While NFU has only been applied to Organized Group A Civil Services and has not been implemented for other Non-Organized Group A services or Commissioned Group A ranks of the military, DACP has already been granted to all doctors under the central government.
So while NFU has not even been recommended or implemented for the armed forces and only involved particular services, the DACP already stood granted to all doctors under the central government but has not been implemented for military doctors, because the military leadership has chosen to hold it hostage to recommendation and implementation of NFU.
In September, 2014, the Principal Bench of the AFT was informed that the defense minister had sanctioned DACP and it would be implemented within a period of four weeks.

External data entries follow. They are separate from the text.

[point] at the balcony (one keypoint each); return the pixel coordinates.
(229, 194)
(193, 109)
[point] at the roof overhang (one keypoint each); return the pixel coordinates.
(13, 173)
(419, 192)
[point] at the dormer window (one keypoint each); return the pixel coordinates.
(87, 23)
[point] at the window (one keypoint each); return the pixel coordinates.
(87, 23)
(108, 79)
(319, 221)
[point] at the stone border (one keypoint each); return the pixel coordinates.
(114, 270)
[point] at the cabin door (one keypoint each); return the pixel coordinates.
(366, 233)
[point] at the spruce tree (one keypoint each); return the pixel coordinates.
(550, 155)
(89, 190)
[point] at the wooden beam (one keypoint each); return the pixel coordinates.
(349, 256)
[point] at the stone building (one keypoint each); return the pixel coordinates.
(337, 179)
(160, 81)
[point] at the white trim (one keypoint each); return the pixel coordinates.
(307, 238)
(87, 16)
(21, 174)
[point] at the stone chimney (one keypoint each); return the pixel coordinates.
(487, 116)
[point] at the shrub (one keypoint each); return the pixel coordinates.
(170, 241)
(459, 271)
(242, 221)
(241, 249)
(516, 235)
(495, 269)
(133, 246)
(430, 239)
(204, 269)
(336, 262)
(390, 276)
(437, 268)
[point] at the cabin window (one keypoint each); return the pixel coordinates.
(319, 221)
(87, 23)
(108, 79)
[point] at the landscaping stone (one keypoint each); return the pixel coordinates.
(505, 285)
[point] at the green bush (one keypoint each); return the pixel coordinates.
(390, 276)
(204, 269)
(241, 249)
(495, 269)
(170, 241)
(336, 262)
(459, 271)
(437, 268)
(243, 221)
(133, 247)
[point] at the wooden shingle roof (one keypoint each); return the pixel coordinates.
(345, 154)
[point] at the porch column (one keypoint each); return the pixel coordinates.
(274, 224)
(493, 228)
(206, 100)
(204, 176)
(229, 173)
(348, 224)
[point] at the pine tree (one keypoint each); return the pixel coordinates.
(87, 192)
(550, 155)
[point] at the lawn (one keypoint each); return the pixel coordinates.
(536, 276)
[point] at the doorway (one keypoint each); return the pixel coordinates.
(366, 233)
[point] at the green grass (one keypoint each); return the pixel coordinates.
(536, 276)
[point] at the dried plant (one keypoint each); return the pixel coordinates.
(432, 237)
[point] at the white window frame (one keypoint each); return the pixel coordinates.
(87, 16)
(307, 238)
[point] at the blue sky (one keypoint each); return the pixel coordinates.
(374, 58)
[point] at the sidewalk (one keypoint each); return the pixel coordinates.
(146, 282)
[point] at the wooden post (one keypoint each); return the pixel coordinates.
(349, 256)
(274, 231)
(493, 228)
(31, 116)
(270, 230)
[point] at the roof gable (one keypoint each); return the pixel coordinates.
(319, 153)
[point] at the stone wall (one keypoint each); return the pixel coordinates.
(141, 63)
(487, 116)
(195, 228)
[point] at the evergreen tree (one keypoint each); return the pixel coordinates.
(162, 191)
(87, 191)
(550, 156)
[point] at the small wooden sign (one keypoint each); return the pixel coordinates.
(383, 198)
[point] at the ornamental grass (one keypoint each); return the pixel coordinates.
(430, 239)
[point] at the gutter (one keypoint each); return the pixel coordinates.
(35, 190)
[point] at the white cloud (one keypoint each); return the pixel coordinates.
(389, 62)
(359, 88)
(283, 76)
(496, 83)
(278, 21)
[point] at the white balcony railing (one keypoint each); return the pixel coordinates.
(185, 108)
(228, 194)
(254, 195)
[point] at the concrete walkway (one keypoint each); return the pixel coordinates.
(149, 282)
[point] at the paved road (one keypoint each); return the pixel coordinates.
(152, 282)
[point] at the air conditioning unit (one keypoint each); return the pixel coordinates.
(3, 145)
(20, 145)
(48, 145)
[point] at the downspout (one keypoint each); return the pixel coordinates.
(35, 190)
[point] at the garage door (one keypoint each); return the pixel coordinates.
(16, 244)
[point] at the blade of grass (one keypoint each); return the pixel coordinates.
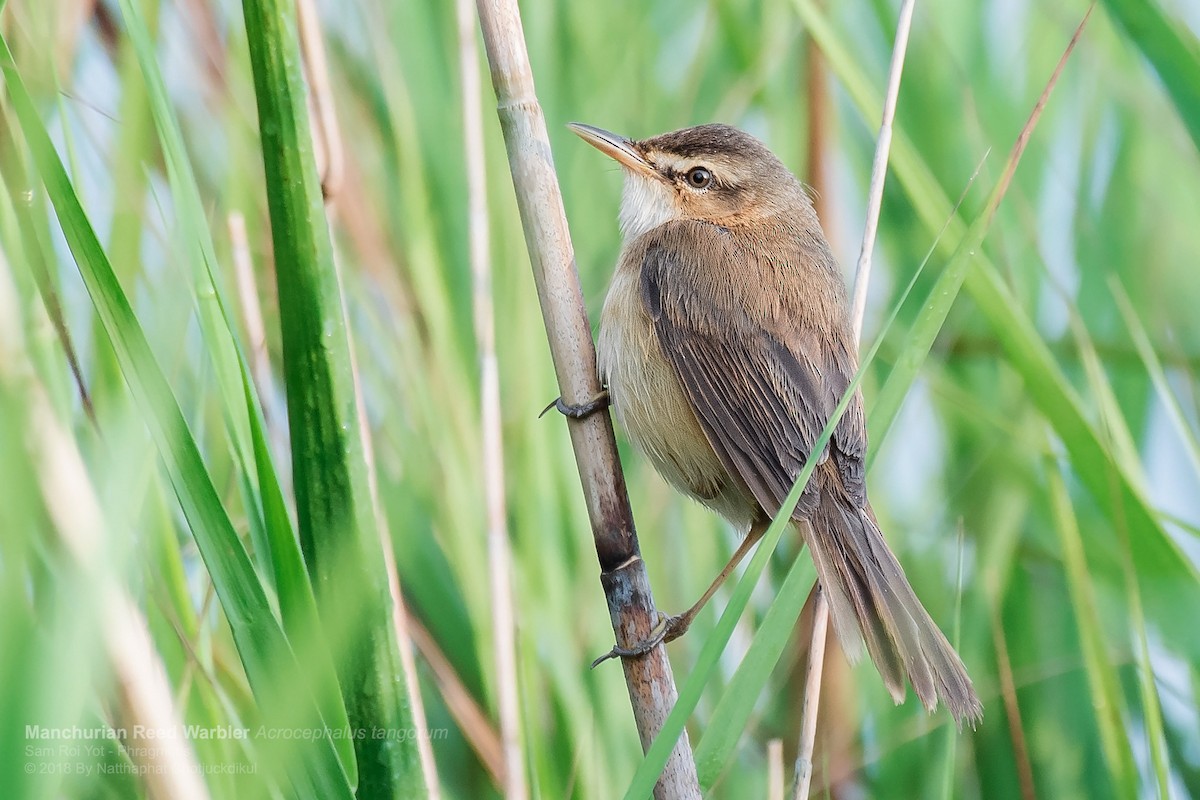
(267, 659)
(1187, 437)
(1102, 675)
(336, 518)
(241, 409)
(1170, 48)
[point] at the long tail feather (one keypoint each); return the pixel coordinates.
(870, 601)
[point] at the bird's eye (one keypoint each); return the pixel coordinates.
(699, 178)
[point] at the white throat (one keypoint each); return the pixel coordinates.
(646, 203)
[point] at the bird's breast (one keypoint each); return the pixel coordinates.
(651, 404)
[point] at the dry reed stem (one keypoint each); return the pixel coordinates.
(775, 769)
(325, 137)
(877, 175)
(858, 306)
(499, 558)
(623, 575)
(474, 725)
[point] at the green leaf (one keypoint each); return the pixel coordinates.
(1171, 48)
(268, 661)
(336, 519)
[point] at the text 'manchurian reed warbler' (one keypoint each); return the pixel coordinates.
(726, 346)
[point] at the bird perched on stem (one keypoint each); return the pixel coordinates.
(726, 346)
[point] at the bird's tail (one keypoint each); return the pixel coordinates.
(869, 595)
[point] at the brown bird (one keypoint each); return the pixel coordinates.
(726, 346)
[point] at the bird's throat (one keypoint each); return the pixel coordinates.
(646, 204)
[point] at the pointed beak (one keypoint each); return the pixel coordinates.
(615, 146)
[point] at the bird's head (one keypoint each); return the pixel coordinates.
(712, 173)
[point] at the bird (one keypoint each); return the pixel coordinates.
(726, 346)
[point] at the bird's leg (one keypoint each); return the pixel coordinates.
(670, 629)
(597, 402)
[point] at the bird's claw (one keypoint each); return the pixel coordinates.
(667, 629)
(577, 411)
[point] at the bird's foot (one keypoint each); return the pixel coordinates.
(667, 629)
(577, 411)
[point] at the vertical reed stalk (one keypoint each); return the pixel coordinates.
(499, 558)
(652, 689)
(858, 306)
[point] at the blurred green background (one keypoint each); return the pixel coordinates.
(1038, 475)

Meanwhile, the COSC sent out a letter in October, after making a presentation to the defense secretary, saying:
In view of the serious command and control, functional and administrative problems which are likely to occur if DACP is implemented for AFMS officers, (Issues brought out in the ibid presentation), the recommendations of the Defence Forces on the issue are as under :-
(a) DACP to be granted to AFMS Officer (without promotion).
(b) Since NFU is not to be linked to implementation of DACP, all Defence Officers be granted
Concurrent Grade Pay Scheme (CGPS) simultaneously; wherein they will draw the same Grade Pay at 4, 9, 13 and 20 years of service as AFMS Officers; no extant parities with IAS/Group ‘A’ Officers will be disturbed.
(c) Resolution of Core Anomalies (incl NFU), applicable to Services (incl Doctors) to be examined concurrently by 7th CPC.
But at the next hearing, the defense ministry said the matter was pending with the new defense minister. The AFT then ruled that if DACP was not implemented by December 16, 2014, the tribunal would have to summon the highest authority.
But despite the Supreme Court order and the defense ministry statement recorded in the order of the AFT recognizing defense minister’s sanction to DACP, the armed forces remain intransigent in their refusal to allow the defense ministry to issue the sanction letter for DACP unless other anomalies related to the armed forces are resolved.
The COSC then moved a note to the defense minister that DACP should be held in abeyance, and scheduled a presentation on December 10, 2014 to convince Defense Minister Manohar Parrikar of this.
Following this, the AFT summoned the Defense Secretary R.K. Mathur to explain the ministry’s non-compliance himself on December 19, 2014.
With the defense secretary’s failure to present himself in front of the tribunal, the AFT has again summoned him on January 21, 2015, in case DACP is not implemented by then.
The armed forces and the defense ministry have forced litigation over an issue that should ordinarily not have been in contention, if they had implemented DACP after it was first issued in 2008.
Even now, six years later, the armed forces and the defense ministry continue to fight the implementation of DACP and violate Supreme Court rulings in this regard.
Perhaps, the defense minister could start reducing litigation by implementing DACP.